I have tried two image-generative AI platforms. One is called DALL-E and is offered by OpenAI, the same company that offers ChatGPT. The second is a product called MidJourney AI, produced by one of OpenAI’s competitors. DALL-E will sell the customer a certain number of images a la carte. MidJourney offers a free trial, and I’ve used that. I thought that sharing some of my experiences in experimenting with these two platforms might be useful, or at least amusing, for my readers.
I found DALL-E only marginally satisfactory. I wanted to create an image or two from the novel I’m writing now and tried cutting and pasting descriptive text from the work in process. That approach didn’t work well. The images produced were cartoonish, did not capture the text well, and supplied details I thought inconsistent with the text.
Taking a cue from the platform’s suggestions, I tried adding a directive to use the style of a named artist, in this case Frank Frazetta. The result did not resemble any Frazetta illustration I’ve ever seen. DALL-E also pushed back, for reasons I didn’t understand, on creating some images because it thought they wouldn’t conform to the platform’s “standards.” Because I hadn’t asked for anything offensive, I had no idea what the AI was talking about.
So, then I tried typing in an abbreviated instruction, like “create an image of a dark-haired young woman in a riding habit suitable for fox hunting.” That worked better, but it still didn’t come out the way I wanted the illustration to look. I saved a few of the better images for later use, but I still wasn’t happy.
Then I saw a reference to MidJourney online and looked it up. The provider will, as I wrote above, allow limited trial use of the software without charge, after which the user must pay. I’m told that the cost of unlimited use is $9 per month, but I haven’t subscribed yet. Anyway, I started by trying what hadn’t worked with the other platform.

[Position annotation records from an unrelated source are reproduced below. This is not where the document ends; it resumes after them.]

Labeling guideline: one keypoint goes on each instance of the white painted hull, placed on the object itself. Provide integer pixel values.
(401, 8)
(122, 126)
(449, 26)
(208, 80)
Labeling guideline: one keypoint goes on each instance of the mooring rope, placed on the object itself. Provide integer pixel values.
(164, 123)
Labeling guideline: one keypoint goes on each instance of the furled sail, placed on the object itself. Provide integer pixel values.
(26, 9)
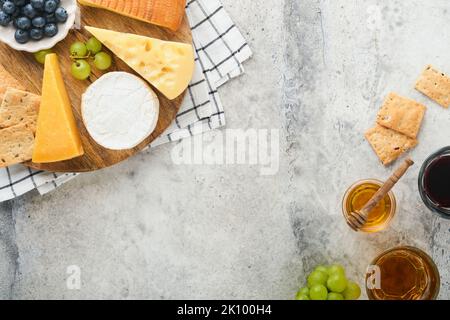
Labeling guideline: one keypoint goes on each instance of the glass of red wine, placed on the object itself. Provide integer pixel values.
(434, 182)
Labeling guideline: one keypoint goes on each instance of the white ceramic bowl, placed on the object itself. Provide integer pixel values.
(7, 33)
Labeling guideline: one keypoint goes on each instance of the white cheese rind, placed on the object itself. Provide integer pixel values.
(120, 110)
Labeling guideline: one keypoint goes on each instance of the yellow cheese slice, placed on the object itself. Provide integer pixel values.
(57, 137)
(168, 66)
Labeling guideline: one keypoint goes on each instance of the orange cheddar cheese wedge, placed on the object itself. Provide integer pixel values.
(164, 13)
(57, 137)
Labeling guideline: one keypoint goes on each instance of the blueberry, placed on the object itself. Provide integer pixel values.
(38, 4)
(29, 11)
(5, 19)
(22, 36)
(50, 30)
(61, 15)
(23, 23)
(38, 22)
(16, 13)
(50, 6)
(9, 7)
(20, 2)
(36, 34)
(50, 18)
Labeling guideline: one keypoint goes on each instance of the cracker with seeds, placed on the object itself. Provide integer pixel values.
(435, 85)
(19, 107)
(7, 81)
(402, 115)
(389, 144)
(16, 145)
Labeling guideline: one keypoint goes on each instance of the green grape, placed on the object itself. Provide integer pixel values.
(352, 292)
(304, 290)
(40, 55)
(81, 70)
(318, 292)
(322, 269)
(317, 277)
(93, 45)
(78, 49)
(302, 297)
(337, 283)
(335, 296)
(336, 268)
(102, 61)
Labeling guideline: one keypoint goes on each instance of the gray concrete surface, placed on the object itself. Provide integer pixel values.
(151, 229)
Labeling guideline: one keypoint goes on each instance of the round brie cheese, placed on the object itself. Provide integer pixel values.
(119, 110)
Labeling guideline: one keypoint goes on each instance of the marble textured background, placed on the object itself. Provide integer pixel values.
(150, 229)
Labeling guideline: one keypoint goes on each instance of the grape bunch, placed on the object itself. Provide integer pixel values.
(81, 52)
(32, 19)
(329, 283)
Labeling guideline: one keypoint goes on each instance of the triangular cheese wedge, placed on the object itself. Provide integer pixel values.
(57, 137)
(168, 66)
(165, 13)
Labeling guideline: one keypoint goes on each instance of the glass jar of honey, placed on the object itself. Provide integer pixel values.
(359, 194)
(403, 273)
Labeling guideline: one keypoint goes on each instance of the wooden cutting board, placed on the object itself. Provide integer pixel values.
(29, 72)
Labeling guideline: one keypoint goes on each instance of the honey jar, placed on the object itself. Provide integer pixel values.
(359, 194)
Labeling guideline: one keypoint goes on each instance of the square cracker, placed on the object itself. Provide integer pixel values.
(389, 144)
(16, 145)
(402, 115)
(19, 107)
(435, 85)
(7, 81)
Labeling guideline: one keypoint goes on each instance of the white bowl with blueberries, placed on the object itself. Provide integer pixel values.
(34, 25)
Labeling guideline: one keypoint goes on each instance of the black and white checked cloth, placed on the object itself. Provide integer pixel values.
(220, 51)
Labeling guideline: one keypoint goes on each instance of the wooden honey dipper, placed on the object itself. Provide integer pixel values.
(356, 220)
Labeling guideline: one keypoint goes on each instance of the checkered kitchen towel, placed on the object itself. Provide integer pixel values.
(220, 51)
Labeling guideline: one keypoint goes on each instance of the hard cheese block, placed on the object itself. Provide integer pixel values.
(165, 13)
(57, 137)
(168, 66)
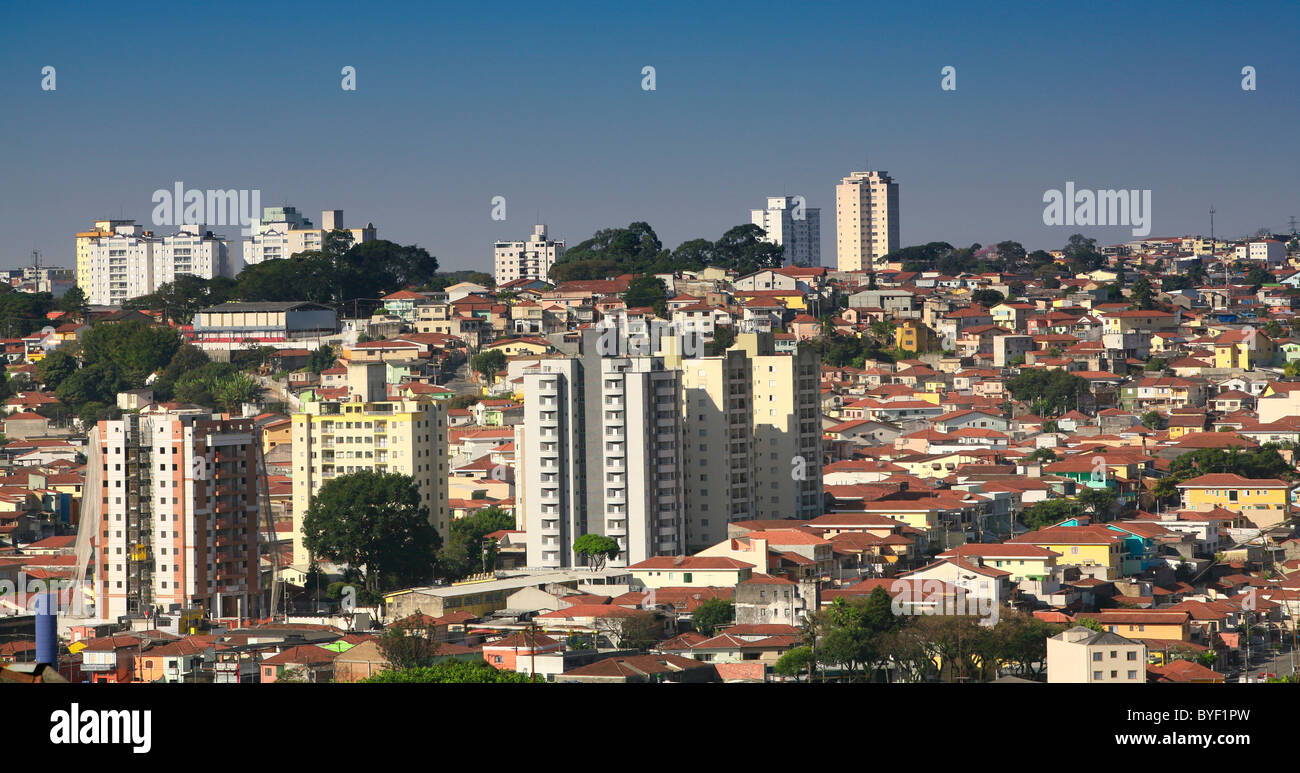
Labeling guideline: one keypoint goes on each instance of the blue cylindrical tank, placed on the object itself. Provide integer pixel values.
(47, 628)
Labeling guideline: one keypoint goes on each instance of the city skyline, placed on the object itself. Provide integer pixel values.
(1041, 98)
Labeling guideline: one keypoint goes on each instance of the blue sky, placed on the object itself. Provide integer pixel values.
(459, 103)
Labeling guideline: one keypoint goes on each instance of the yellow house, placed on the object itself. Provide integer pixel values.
(1027, 563)
(1243, 348)
(1262, 500)
(934, 392)
(914, 337)
(1139, 321)
(792, 299)
(512, 347)
(1079, 546)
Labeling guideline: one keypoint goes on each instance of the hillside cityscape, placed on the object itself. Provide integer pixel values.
(306, 454)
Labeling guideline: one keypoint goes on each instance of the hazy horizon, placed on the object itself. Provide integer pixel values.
(545, 107)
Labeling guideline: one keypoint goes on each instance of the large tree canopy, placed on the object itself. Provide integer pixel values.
(376, 524)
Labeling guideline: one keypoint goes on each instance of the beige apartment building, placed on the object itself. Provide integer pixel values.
(718, 450)
(369, 433)
(866, 218)
(282, 231)
(177, 521)
(1084, 655)
(787, 426)
(525, 260)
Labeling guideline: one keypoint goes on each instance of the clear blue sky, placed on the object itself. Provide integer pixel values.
(542, 104)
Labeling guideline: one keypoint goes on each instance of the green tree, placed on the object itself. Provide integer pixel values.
(711, 615)
(410, 645)
(745, 251)
(1097, 502)
(723, 339)
(488, 364)
(1044, 455)
(76, 303)
(1023, 641)
(135, 348)
(597, 548)
(1259, 276)
(1048, 512)
(1080, 253)
(1142, 295)
(468, 550)
(375, 524)
(794, 661)
(648, 291)
(1052, 392)
(640, 630)
(453, 672)
(321, 359)
(56, 368)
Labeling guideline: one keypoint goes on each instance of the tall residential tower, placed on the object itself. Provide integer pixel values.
(866, 220)
(792, 225)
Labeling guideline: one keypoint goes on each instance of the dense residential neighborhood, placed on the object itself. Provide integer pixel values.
(614, 461)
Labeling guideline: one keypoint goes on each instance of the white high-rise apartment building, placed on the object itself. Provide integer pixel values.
(284, 233)
(368, 431)
(602, 442)
(177, 522)
(866, 220)
(797, 229)
(128, 261)
(525, 260)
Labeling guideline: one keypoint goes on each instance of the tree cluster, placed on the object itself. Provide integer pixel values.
(637, 250)
(863, 639)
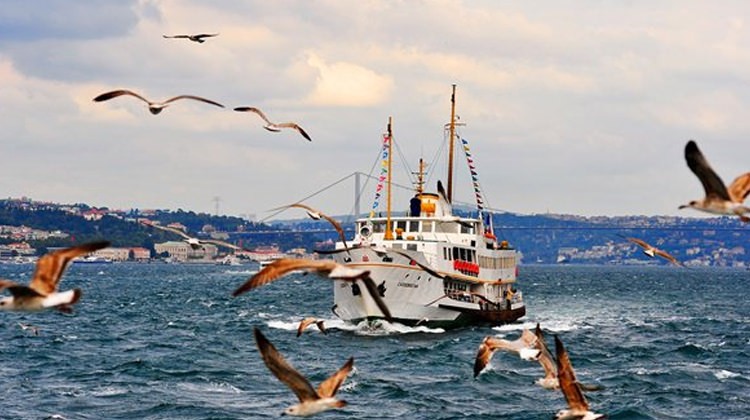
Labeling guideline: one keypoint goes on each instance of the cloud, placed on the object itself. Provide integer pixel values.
(347, 84)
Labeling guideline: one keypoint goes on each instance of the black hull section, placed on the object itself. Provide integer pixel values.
(467, 318)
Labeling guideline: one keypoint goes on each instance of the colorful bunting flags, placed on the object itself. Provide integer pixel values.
(383, 175)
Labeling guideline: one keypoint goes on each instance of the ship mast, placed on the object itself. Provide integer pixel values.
(452, 131)
(388, 233)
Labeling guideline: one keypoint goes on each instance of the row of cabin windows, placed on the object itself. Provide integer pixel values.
(463, 254)
(424, 226)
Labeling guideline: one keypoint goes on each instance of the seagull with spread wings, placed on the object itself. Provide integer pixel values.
(309, 321)
(317, 215)
(194, 242)
(333, 270)
(271, 126)
(523, 346)
(578, 407)
(720, 198)
(311, 400)
(153, 107)
(653, 251)
(41, 293)
(199, 38)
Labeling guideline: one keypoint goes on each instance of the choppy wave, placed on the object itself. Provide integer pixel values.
(169, 341)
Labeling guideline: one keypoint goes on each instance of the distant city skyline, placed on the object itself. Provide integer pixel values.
(570, 108)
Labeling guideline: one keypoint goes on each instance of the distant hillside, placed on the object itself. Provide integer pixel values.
(543, 239)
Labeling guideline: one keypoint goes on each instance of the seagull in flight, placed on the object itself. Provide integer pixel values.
(41, 293)
(330, 268)
(271, 126)
(720, 198)
(309, 321)
(653, 251)
(311, 400)
(317, 215)
(199, 38)
(578, 407)
(194, 242)
(523, 346)
(153, 107)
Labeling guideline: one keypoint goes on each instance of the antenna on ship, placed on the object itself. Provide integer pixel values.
(452, 130)
(388, 233)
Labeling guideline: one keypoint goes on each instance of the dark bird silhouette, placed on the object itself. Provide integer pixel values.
(199, 38)
(719, 199)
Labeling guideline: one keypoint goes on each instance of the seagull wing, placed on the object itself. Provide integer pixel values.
(639, 242)
(115, 93)
(667, 256)
(49, 268)
(255, 110)
(304, 324)
(17, 290)
(545, 357)
(283, 370)
(567, 377)
(330, 386)
(740, 188)
(197, 98)
(336, 225)
(281, 267)
(221, 243)
(484, 354)
(712, 183)
(295, 127)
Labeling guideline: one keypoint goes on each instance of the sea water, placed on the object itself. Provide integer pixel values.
(158, 341)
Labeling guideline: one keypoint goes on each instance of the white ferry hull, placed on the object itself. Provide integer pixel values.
(413, 296)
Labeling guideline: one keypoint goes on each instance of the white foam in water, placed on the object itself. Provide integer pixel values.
(722, 374)
(550, 325)
(374, 328)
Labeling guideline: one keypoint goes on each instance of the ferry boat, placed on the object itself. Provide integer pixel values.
(431, 267)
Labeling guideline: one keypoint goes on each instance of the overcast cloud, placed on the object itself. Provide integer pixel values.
(570, 107)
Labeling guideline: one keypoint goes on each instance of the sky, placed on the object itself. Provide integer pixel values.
(577, 107)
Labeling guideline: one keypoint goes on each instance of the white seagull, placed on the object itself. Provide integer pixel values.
(720, 199)
(271, 126)
(317, 215)
(199, 38)
(549, 381)
(154, 107)
(653, 251)
(309, 321)
(578, 407)
(330, 268)
(194, 242)
(41, 293)
(311, 401)
(523, 346)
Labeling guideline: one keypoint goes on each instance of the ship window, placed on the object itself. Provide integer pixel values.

I cut and pasted the description of a character into the dialogue box on my screen, and clicked on the button to “create image.”
That approach worked well, so I tweaked the description to provide more detail, such as the colors of eyes and clothing, and it worked better still. My conclusion is that MidJourney is a smarter AI than DALL-E. The program actually turned out a picture of one of the main characters that looked like how I’d imagined that person.
I haven’t gone any further, and I haven’t fully investigated the risks in using these programs. The webpages for the image-generating AI don’t come with disclaimers and warnings like those for ChatGPT. I’ll have an update in a future column.